How Black Lives Matter and the Police Can Unite
by
Steven Waldman
July 11, 2016 8:51 AM
Over the weekend, more and more people responded to the killings in Dallas, Baton Rouge and Minneapolis by urging empathy. Both police and African Americans feel under siege; it was noted that a better “conversation” must occur.
But improved relations usually come from working together on a mutual endeavor, not just talking. Ironically, the issue that can best unite these communities is one of the most divisive: gun control.
The most anti-police organization in America is not Black Lives Matter – it’s the NRA. In the past, they responded to the proposal to ban semi-automatic weapons by attacking the Bureau of Alcohol, Tobacco and Firearms as “jack-booted government thugs.” For years, the NRA has fought restrictions on “cop killer” bullets that pierce the protective armor worn by law enforcement officers. They’ve opposed most gun control measures requested by police.
Not only do they make the police’s job harder, they peddle the lie that America’s police are so ineffective – anarchy already reigns — that regular people must arm themselves. That’s at the heart of the increasingly dominant notion — the most noxious “new idea” of the last thirty years — that the only way to stop a bad guy with a gun is a good civilian guy with a gun. Think about it: the answer used to be that the only way to stop a bad guy with a gun is a policeman with a gun. No more. The NRA’s big message: the police are not the answer.

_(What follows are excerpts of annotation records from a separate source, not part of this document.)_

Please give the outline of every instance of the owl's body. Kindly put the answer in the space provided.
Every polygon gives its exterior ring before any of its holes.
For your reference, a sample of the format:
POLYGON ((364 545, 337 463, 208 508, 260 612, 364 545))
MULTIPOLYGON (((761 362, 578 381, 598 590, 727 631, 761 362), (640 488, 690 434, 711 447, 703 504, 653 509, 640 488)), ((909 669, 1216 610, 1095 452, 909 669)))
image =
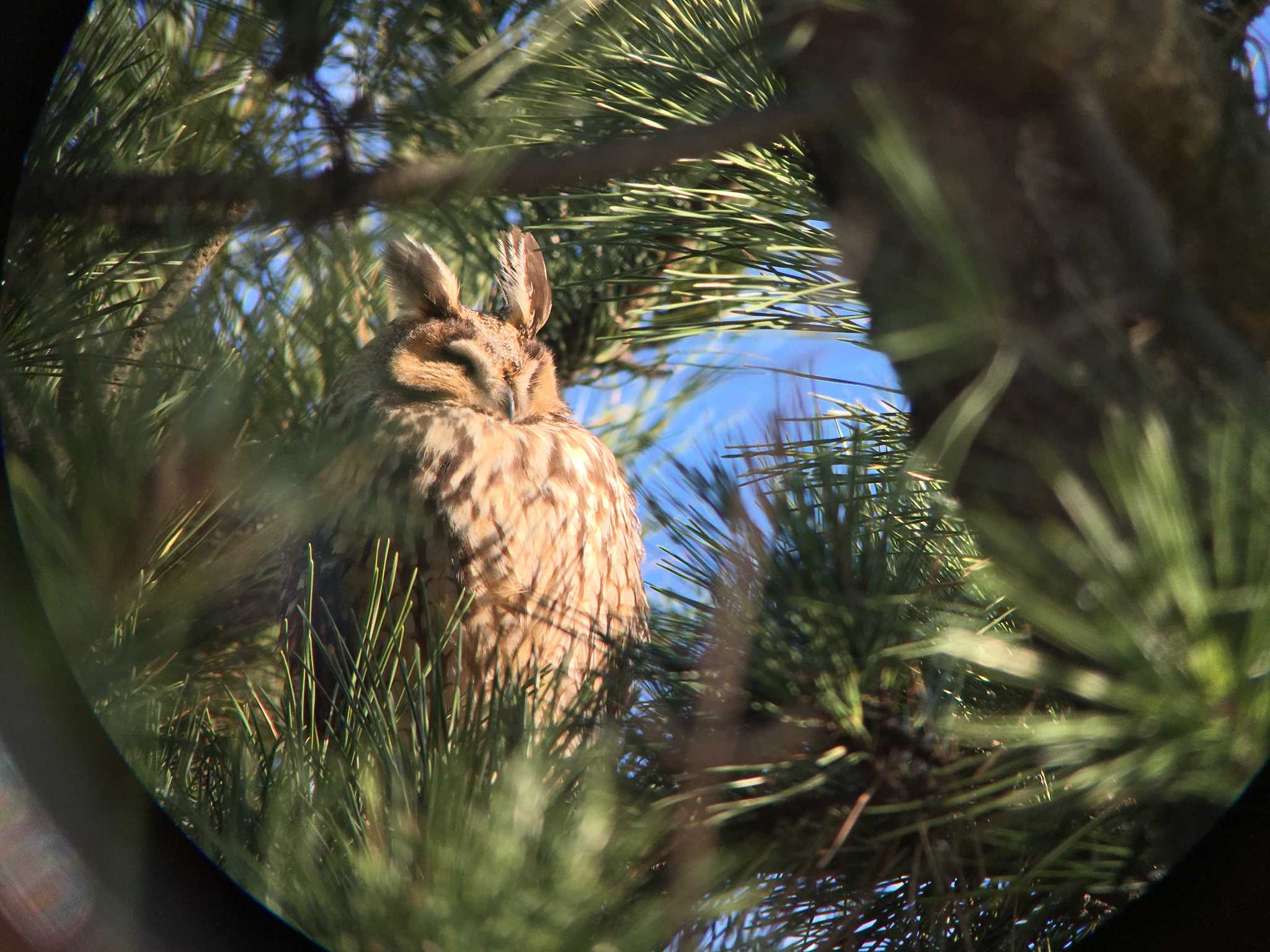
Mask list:
MULTIPOLYGON (((321 517, 307 533, 312 628, 324 641, 356 632, 377 541, 391 539, 401 561, 387 617, 409 600, 408 637, 423 642, 429 617, 444 625, 461 604, 461 666, 457 652, 443 659, 456 677, 559 671, 563 706, 615 646, 646 633, 644 547, 616 458, 573 419, 551 354, 533 339, 550 312, 537 245, 509 232, 502 265, 508 306, 489 315, 458 303, 431 249, 390 250, 404 316, 357 355, 324 406, 324 429, 342 446, 318 479, 321 517)), ((295 566, 283 640, 298 658, 307 551, 295 566)))

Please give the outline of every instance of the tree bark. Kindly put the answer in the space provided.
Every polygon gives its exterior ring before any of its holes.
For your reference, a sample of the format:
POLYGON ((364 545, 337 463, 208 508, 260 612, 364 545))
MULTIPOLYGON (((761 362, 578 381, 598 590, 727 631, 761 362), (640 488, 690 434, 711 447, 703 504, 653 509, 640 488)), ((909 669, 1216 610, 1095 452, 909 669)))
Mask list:
MULTIPOLYGON (((776 4, 843 272, 972 510, 1062 513, 1109 416, 1270 395, 1270 137, 1187 0, 776 4)), ((1186 423, 1189 420, 1189 423, 1186 423)))

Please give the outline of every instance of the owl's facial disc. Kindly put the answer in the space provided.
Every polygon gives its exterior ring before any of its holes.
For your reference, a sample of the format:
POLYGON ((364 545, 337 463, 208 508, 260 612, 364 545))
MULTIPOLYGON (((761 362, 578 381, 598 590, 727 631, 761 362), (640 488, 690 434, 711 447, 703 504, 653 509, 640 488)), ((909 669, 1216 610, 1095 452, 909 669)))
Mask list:
POLYGON ((467 406, 508 423, 565 409, 551 352, 486 315, 420 322, 395 348, 390 373, 423 402, 467 406))

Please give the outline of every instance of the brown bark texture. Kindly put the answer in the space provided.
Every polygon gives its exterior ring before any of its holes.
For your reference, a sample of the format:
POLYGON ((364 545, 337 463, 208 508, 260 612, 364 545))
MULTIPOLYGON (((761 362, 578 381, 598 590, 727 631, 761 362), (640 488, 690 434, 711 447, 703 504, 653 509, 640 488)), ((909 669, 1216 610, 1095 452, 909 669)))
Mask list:
POLYGON ((1191 0, 768 5, 914 437, 974 509, 1059 512, 1111 416, 1266 396, 1270 136, 1191 0), (856 5, 852 5, 856 6, 856 5))

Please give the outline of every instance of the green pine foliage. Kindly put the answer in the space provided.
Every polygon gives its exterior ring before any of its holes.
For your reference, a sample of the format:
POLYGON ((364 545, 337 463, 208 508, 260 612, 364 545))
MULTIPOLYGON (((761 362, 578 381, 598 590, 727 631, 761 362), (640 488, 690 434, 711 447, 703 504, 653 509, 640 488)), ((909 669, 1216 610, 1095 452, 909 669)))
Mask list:
MULTIPOLYGON (((95 5, 32 180, 494 169, 781 94, 749 0, 298 6, 95 5)), ((919 159, 876 161, 917 194, 919 159)), ((461 617, 414 652, 372 605, 331 659, 338 727, 309 729, 278 551, 315 406, 391 317, 386 237, 486 303, 495 232, 533 230, 547 343, 649 473, 719 372, 686 347, 860 340, 822 218, 794 140, 312 221, 19 216, 0 397, 41 595, 121 750, 231 876, 338 949, 1060 948, 1229 803, 1270 727, 1270 443, 1247 420, 1109 433, 1102 486, 1055 476, 1071 527, 984 522, 1012 553, 988 564, 902 411, 818 396, 643 481, 672 580, 616 721, 594 698, 549 717, 550 671, 447 696, 420 659, 461 617)))

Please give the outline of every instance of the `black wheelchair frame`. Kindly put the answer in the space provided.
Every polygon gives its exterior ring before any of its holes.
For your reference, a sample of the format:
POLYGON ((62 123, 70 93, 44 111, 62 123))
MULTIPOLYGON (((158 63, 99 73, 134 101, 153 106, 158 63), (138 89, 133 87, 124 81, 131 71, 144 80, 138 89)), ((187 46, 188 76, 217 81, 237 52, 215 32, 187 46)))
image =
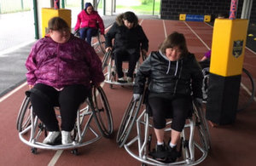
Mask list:
MULTIPOLYGON (((149 130, 153 129, 153 125, 152 119, 146 109, 143 108, 143 99, 144 96, 143 95, 138 100, 131 99, 126 108, 116 138, 119 147, 125 146, 126 152, 142 162, 143 165, 195 165, 201 163, 211 149, 209 129, 201 106, 193 101, 194 112, 192 117, 188 119, 189 123, 185 124, 184 129, 181 133, 183 159, 179 158, 177 162, 166 163, 153 158, 148 154, 151 151, 152 140, 152 135, 149 135, 149 130), (135 123, 136 127, 134 126, 135 123), (131 139, 129 137, 131 137, 133 129, 137 129, 137 135, 133 135, 134 137, 131 139), (199 138, 195 139, 195 134, 198 134, 199 138), (135 150, 136 147, 137 147, 137 152, 135 150)), ((171 123, 172 121, 168 121, 166 126, 170 126, 171 123)), ((171 128, 165 129, 165 131, 170 130, 171 128)))
MULTIPOLYGON (((58 115, 57 117, 60 117, 58 115)), ((102 137, 91 125, 92 119, 95 120, 102 135, 106 138, 112 137, 113 129, 112 112, 102 87, 93 87, 91 95, 86 99, 78 111, 75 127, 72 131, 73 141, 71 144, 51 146, 42 143, 44 136, 47 136, 47 130, 44 124, 33 113, 29 96, 26 96, 21 104, 16 127, 20 140, 30 146, 31 152, 34 154, 37 153, 37 149, 40 148, 48 150, 73 149, 72 152, 77 155, 77 148, 93 143, 102 137), (84 139, 87 135, 88 138, 84 139)))

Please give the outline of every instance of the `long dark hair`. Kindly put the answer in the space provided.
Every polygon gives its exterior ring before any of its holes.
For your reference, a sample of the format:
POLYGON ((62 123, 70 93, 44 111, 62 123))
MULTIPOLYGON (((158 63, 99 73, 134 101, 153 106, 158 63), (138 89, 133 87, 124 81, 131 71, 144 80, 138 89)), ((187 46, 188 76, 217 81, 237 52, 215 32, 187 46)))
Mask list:
POLYGON ((170 34, 160 46, 160 50, 166 54, 166 49, 168 48, 178 47, 181 50, 182 54, 181 56, 186 56, 189 53, 186 39, 183 33, 178 33, 177 31, 173 31, 170 34))

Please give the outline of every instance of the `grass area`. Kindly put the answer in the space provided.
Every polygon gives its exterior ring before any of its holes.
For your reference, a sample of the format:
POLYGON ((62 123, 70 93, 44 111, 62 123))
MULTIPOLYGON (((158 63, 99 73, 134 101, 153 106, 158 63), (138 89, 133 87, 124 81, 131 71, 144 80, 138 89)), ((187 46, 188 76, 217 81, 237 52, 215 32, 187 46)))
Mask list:
MULTIPOLYGON (((100 2, 98 9, 102 9, 102 0, 100 2)), ((124 10, 124 11, 134 11, 136 14, 153 14, 153 0, 151 0, 150 3, 148 3, 146 4, 141 4, 139 6, 123 6, 123 5, 117 5, 116 9, 117 10, 124 10)), ((154 2, 154 14, 160 14, 160 0, 155 0, 154 2)))
MULTIPOLYGON (((140 6, 121 6, 118 5, 116 6, 117 9, 125 9, 125 10, 132 10, 135 11, 137 14, 153 14, 153 3, 148 3, 146 5, 140 5, 140 6)), ((156 2, 154 3, 154 14, 160 14, 160 2, 156 2)))

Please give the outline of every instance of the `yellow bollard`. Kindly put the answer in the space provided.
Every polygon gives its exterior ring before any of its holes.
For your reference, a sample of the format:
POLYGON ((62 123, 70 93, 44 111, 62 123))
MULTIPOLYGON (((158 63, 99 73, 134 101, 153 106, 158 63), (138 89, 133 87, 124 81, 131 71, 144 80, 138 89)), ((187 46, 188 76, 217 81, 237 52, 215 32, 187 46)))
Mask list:
POLYGON ((247 25, 241 19, 214 22, 207 118, 217 124, 236 120, 247 25))

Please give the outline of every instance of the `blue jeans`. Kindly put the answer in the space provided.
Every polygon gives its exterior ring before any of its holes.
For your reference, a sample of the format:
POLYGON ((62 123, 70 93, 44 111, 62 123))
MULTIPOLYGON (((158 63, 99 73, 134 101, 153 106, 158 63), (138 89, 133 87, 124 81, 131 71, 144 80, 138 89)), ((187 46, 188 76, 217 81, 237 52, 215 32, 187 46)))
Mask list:
POLYGON ((91 37, 95 36, 97 32, 97 29, 90 28, 90 27, 84 27, 79 30, 80 38, 85 40, 90 44, 91 44, 91 37))

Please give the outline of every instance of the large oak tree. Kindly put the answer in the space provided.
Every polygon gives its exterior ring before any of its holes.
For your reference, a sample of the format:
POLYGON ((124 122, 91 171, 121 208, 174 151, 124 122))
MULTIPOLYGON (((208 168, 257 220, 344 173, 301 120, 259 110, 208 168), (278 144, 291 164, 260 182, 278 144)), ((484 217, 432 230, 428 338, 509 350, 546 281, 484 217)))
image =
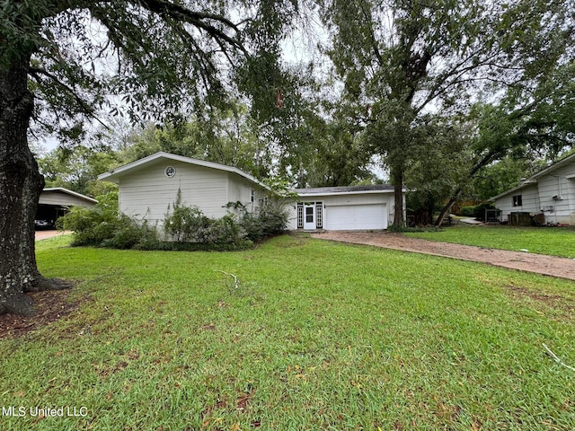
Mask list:
MULTIPOLYGON (((82 136, 98 112, 132 119, 218 104, 232 83, 274 106, 278 35, 289 0, 0 1, 0 313, 31 314, 39 272, 34 216, 44 179, 31 130, 82 136), (254 78, 256 76, 256 78, 254 78), (268 80, 263 85, 263 80, 268 80), (121 98, 115 108, 110 95, 121 98)), ((255 100, 254 102, 259 101, 255 100)))

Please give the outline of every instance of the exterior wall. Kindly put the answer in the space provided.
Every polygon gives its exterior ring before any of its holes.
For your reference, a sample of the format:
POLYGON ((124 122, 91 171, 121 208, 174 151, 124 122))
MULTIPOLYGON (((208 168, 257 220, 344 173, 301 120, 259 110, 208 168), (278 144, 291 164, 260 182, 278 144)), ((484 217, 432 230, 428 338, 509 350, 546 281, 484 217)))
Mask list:
POLYGON ((503 220, 507 220, 511 212, 532 214, 544 213, 545 222, 575 224, 575 179, 567 176, 575 174, 575 164, 566 166, 537 179, 536 184, 526 185, 494 201, 495 207, 501 210, 503 220), (522 206, 513 207, 513 196, 521 195, 522 206), (553 197, 561 197, 561 199, 553 197))
MULTIPOLYGON (((341 194, 341 195, 314 195, 314 196, 300 196, 300 202, 323 202, 325 206, 323 214, 323 225, 325 225, 330 217, 330 207, 337 206, 358 206, 372 204, 385 204, 387 214, 387 223, 392 224, 394 221, 394 193, 358 193, 358 194, 341 194)), ((296 202, 288 204, 289 209, 288 229, 297 229, 297 209, 296 202)))
POLYGON ((40 195, 40 205, 57 205, 59 207, 93 207, 95 204, 76 196, 62 191, 45 191, 40 195))
POLYGON ((206 216, 219 218, 227 214, 228 172, 160 159, 119 179, 119 209, 129 216, 161 225, 168 207, 181 190, 181 203, 198 207, 206 216), (164 174, 167 166, 176 168, 173 177, 164 174))
MULTIPOLYGON (((235 173, 228 172, 228 202, 241 202, 248 212, 255 211, 260 206, 260 201, 266 197, 267 192, 261 187, 254 184, 235 173), (252 192, 253 191, 253 201, 252 192)), ((240 214, 240 211, 229 208, 230 212, 240 214)))

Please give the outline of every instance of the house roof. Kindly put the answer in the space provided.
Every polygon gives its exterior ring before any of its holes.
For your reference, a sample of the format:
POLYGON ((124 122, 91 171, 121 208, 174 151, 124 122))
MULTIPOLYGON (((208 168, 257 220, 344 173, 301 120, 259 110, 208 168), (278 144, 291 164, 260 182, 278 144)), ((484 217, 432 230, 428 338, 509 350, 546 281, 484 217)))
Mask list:
POLYGON ((216 163, 214 162, 207 162, 205 160, 193 159, 191 157, 185 157, 183 155, 172 154, 171 153, 164 153, 162 151, 152 155, 148 155, 147 157, 137 160, 136 162, 132 162, 131 163, 128 163, 123 166, 119 166, 119 168, 112 169, 111 171, 109 171, 107 172, 102 173, 98 175, 98 180, 119 182, 119 178, 127 172, 129 172, 131 173, 135 171, 143 169, 148 163, 151 163, 159 159, 173 160, 175 162, 181 162, 183 163, 203 166, 205 168, 217 169, 218 171, 223 171, 226 172, 235 173, 236 175, 239 175, 240 177, 243 177, 259 185, 260 187, 269 189, 268 186, 262 184, 252 175, 245 173, 243 171, 241 171, 235 167, 226 166, 225 164, 216 163))
POLYGON ((389 184, 371 184, 367 186, 314 187, 311 189, 296 189, 295 191, 301 197, 393 193, 394 186, 389 184))
MULTIPOLYGON (((527 187, 531 184, 536 184, 537 180, 539 178, 544 177, 554 171, 557 171, 559 168, 562 168, 563 166, 565 166, 566 164, 569 163, 575 163, 575 153, 568 155, 567 157, 561 159, 558 162, 555 162, 554 163, 547 166, 546 168, 539 171, 537 173, 531 175, 529 178, 523 180, 521 181, 521 183, 518 186, 516 186, 512 189, 509 189, 509 190, 504 191, 503 193, 500 193, 497 196, 494 196, 493 198, 490 198, 488 200, 491 201, 491 200, 496 200, 499 199, 500 198, 503 198, 504 196, 509 195, 511 193, 514 193, 518 190, 520 190, 521 189, 527 187)), ((574 172, 575 173, 575 172, 574 172)))
POLYGON ((98 203, 98 201, 93 198, 89 198, 80 193, 76 193, 75 191, 68 190, 67 189, 64 189, 63 187, 51 187, 51 188, 44 189, 42 190, 42 194, 46 194, 46 193, 64 193, 66 195, 74 196, 75 198, 78 198, 79 199, 83 199, 93 204, 98 203))

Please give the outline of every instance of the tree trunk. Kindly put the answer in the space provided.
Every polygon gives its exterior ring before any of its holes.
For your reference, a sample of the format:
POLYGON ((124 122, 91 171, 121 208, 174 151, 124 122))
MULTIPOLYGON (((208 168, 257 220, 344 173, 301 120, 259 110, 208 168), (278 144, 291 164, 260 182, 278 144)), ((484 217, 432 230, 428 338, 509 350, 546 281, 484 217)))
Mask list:
POLYGON ((393 171, 394 180, 394 226, 405 227, 403 217, 403 169, 396 168, 393 171))
POLYGON ((34 217, 44 178, 28 147, 30 56, 0 67, 0 314, 34 313, 26 292, 53 288, 38 271, 34 217))

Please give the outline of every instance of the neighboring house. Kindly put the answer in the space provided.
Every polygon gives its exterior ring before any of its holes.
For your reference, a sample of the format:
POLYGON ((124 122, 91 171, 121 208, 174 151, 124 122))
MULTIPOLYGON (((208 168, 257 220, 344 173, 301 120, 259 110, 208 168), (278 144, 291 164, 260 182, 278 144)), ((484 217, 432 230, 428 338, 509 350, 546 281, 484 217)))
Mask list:
POLYGON ((269 189, 237 168, 169 153, 156 153, 98 176, 119 186, 119 210, 162 225, 181 194, 181 203, 220 218, 239 208, 252 211, 269 189), (237 207, 237 205, 236 205, 237 207))
MULTIPOLYGON (((261 206, 271 191, 237 168, 156 153, 102 173, 99 180, 119 185, 119 210, 161 225, 176 201, 219 218, 261 206)), ((287 203, 290 229, 378 230, 393 222, 394 188, 386 185, 299 189, 287 203)))
POLYGON ((53 227, 71 207, 93 207, 98 201, 62 187, 44 189, 38 201, 37 227, 53 227))
POLYGON ((544 223, 575 224, 575 154, 489 200, 501 210, 503 221, 511 213, 543 213, 544 223))
POLYGON ((377 184, 296 189, 291 229, 381 230, 394 222, 394 186, 377 184))

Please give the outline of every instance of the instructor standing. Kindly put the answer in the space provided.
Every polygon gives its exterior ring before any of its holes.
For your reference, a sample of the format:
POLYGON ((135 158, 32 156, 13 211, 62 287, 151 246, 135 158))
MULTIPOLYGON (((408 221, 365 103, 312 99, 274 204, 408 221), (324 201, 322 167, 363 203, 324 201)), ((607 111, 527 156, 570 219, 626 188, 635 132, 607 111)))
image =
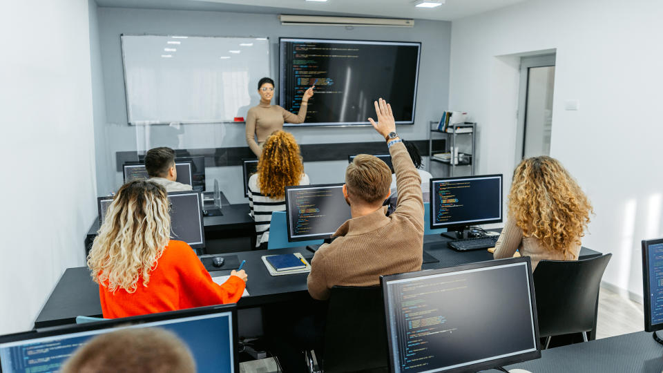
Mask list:
POLYGON ((247 144, 258 157, 260 157, 262 144, 267 137, 275 131, 283 129, 283 123, 298 124, 304 122, 306 108, 309 99, 313 96, 314 88, 315 86, 304 92, 299 113, 295 115, 278 105, 271 104, 271 99, 274 97, 273 80, 264 77, 258 82, 260 103, 249 109, 247 114, 247 144))

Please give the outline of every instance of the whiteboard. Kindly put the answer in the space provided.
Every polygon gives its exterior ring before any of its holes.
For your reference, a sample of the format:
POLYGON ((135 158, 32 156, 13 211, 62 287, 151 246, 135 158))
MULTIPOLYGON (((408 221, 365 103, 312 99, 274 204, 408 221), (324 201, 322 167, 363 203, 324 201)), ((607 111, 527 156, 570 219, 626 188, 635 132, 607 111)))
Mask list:
POLYGON ((120 37, 130 124, 246 118, 269 76, 267 37, 120 37))

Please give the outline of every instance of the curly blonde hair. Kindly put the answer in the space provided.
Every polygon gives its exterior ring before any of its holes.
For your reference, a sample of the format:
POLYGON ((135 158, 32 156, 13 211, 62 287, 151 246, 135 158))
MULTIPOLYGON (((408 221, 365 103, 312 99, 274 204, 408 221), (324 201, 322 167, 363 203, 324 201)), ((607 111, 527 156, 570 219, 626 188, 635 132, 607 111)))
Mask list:
POLYGON ((110 291, 133 293, 140 279, 147 286, 170 240, 169 209, 163 186, 147 180, 123 185, 88 255, 93 280, 110 291))
POLYGON ((304 164, 295 137, 285 131, 272 133, 262 147, 258 162, 258 186, 271 198, 285 196, 285 187, 299 185, 304 164))
POLYGON ((571 245, 580 245, 590 213, 587 196, 557 160, 533 157, 516 167, 509 215, 525 237, 535 237, 548 250, 568 258, 571 245))

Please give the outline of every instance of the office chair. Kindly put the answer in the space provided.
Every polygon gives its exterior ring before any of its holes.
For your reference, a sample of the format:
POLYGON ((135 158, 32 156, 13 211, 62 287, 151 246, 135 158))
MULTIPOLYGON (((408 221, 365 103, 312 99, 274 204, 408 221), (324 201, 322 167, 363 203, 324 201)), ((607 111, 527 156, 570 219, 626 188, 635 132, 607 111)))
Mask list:
POLYGON ((534 271, 539 334, 548 348, 554 336, 596 328, 599 288, 613 254, 579 260, 541 260, 534 271))
POLYGON ((323 371, 386 368, 389 355, 385 325, 380 287, 332 287, 327 312, 323 371))
POLYGON ((311 241, 288 242, 288 227, 285 220, 285 211, 271 213, 271 222, 269 224, 269 240, 267 249, 299 247, 309 245, 323 245, 322 240, 311 241))

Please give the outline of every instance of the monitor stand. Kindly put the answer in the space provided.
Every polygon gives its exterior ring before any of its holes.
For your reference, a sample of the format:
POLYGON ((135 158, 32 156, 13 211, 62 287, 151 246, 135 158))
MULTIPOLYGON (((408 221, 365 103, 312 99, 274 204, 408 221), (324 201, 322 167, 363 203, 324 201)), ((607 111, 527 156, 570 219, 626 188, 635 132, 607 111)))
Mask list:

The widespread availability of guns also invariably will put police more on edge. Do we really think that as more civilians become armed, the police will — or could — exercise
more patience as they approach dangerous situations? Reflecting on the killing of Philando Castile in Minneapolis,
scholar Jonathan Zimmerman wrote: “We don’t know why Philando Castile chose to carry one. But here’s what we do know: in earlier eras, he wouldn’t have been allowed to. And he might still be alive.”
That’s not to imply any blame for Castille, deny the role of race in these tragedies, or divert attention from the apparently heinous behavior of the police officer, but rather to make the broader point that a world where more people carry guns is a world with more hair-trigger police decisions and more accidental killings.
We still have much to learn about the Dallas shooter, Micah Johnson. But at this point it appears that the fact that a woman
sought a restraining order against him in Naval reserves did not affect his ability to buy guns and massive amounts of ammunition. We also know that he was
viewed doing military maneuvers in his backyard and that apparently did not trigger action by neighbors or the police. In the new world, is that just considered normal?
Dallas’s police chief, David O. Brown, said the presence of AK-15s among Black Lives Matter protesters — 15 to 20 of them —
made it harder for police to address the situation once shooting started.
“They were wearing gas masks,” Mr. Brown said. “They were wearing bulletproof vests and camo fatigues, for effect, for whatever reason.”
When the shooting started, “they began to run,” he said. And because they ran in the middle of the shooting, he said, the police on the scene viewed them as suspects. “Someone is shooting at you from a perched position, and people are running with AR-15s and camo gear and gas masks and bulletproof vests, they are suspects, until we eliminate that.”
Police need gun control — and gun control advocates need the police. The only times in recent memory when gun control has happened have been when liberals teamed up with law enforcement. The power of grieving moms hasn’t worked, but the activism of police has.
Police support was crucially important in passing the 1994 ban on assault weapons. And the Brady Bill passed in part because
120 uniformed officers walked through the Capitol handing out buttons that read “Cops Know Seven Days Can Save a Life.”
The problem is, while the NRA is substantively anti-police, they seem culturally in sync. Some progressives are the reverse — culturally alienated from police but actually supportive of the policies that will save lives of law enforcement. The
National Law Enforcement Partnerships to Prevent Gun Violence, which includes the International Association of Chiefs of Police and other law enforcement groups, has a
strong gun control agenda. They call for universal background checks, limits on high-capacity ammunition magazines, tougher penalties for straw purchases and gun trafficking, and a ban on semi-automatic assault weapons.
What a statement it would make if the leadership of Black Lives Matter stood side by side with the heads of the Law Enforcement Partnership to push this agenda.
Progressives need not decelerate their drive for police reform. In fact, they’d likely be more effective if they coupled their demands for justice with a move to protect blue lives.